Universal Serial Bus
USB ports and versions:
connection used to connect Computers (PCs) to:
- Flight yokes
- Digital cameras
- Video phones
- Storage devices
- Medical devices
- Network connections
USB versions Note: Later version features sometimes overlap
USB 1.1 created in 1998 can transfer data at up to 12Mbps (Megabits per second).
USB 2.0 created in 2000 can transfer data at up to 480 Mbps.
USB 3.0 created in 2008 can transfer data at up to 5 Gbps (Gigabits per second). Note: Now also called USB version 3.1 Gen 1 or 3.2 Gen 1 or simply SuperSpeed USB.
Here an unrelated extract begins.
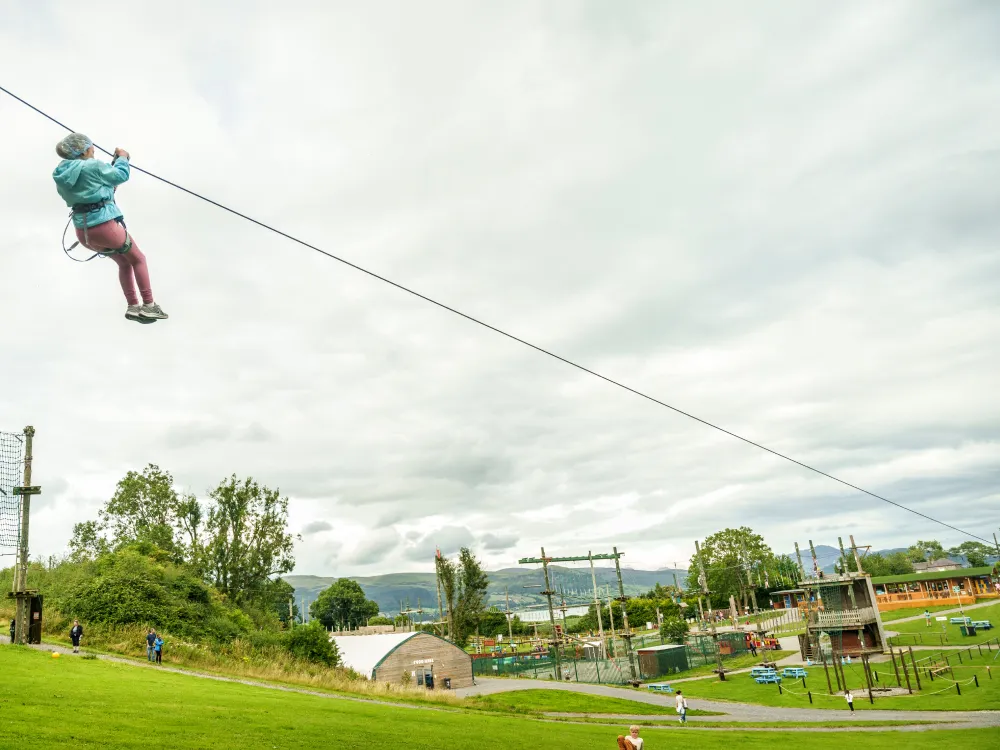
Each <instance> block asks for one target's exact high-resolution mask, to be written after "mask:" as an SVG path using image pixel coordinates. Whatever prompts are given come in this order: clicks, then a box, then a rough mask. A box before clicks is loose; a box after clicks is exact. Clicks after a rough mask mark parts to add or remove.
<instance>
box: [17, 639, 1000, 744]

USB 3.1 created in 2015 can transfer data at up to 10Gbps. Note: Now also called USB 3.1 Gen 2 or USB 3.2 Gen 2 and SuperSpeed USB 10 Gbps.
USB 3.2 created in 2016 can transfer data at up to 20 Gbps. Note: Now also called USB version 3.2 Gen 2X2 or SuperSpeed USB 20Gbps
Note: In order to achieve the highest rated speeds and data rates all connected devices must be of the same version.
USB Version 3.0, 3.1, and 3.2 are sometimes marked with blue tabs inside the female and male ports and plugs or with SS (for Super Speed USB)
If the current version labeling scheme continues it is possible the upcoming USB version 4.0 may be just as jumbled and confusing.
USB Types and connectors
USB type A and B connectors
NOT reversible or interchangeable except through the use of dongles or adaptors.
USB type C
USB-C, created in 2016, is roughly one third the size of the common USB-A port and connector. It has a 24-pin reversible plug and its small size makes its ports ideal for use on the new thin PC's, tablets and Smartphones.
USB-C also supports power delivery (up to 100watts) and Video as well as data transfer for connections of either USB Version 3.1 Gen 1 at 5 Gbps and USB Version 3.1 Gen 2 at 10 Gbps or sometimes USB Version 3.2 at up to 20 Gbps.
Note: To achieve these rated speeds all connectors and cables used must rated the same version.
USB-C is backwards compatible with earlier USB versions and can be interconnected with other types of USB cables and ports with commonly available dongles and docking stations.
Throughput speeds will always be that of the lowest version devices connected.
The earliest version of Thunderbolt, created in 2011, used miniDisplayPort connectors and could transfer data at up to 10 Gbps when Apple was the primary user. Thunderbolt version 2 from 2013 could transfer data at 20 Gbps. Now the latest Thunderbolt 3 version (late 2015, early 2016) uses the USB Type C connector and port to achieve connection speeds of up to 40 Gbps (Gigabits per second, power delivery up to 100 watts and multiple 4K video connections).
Thunderbolt is a proprietary Intel protocol and has been reserved for devices which use Intel processors. Full support for PCs with AMD processors is in the works and upcoming.
Thunderbolt connectors and ports are marked with a lightning bolt and are commonly found on high-end laptop PC's from manufacturers such as Apple, Dell, and Hewlett Packard (HP).
Note: Even though Thunderbolt is backward compatible with USB-C right now any USB Type-C device or cable plugged into a Thunderbolt 3 port won't support Thunderbolt full features and speed. Also Thunderbolt 3 peripherals plugged into a regular USB Type-C port won't support Thunderbolt features either.
However the upcoming USB version 4 protocol is slated to support Thunderbolt 3 devices and capabilities, if not full speed.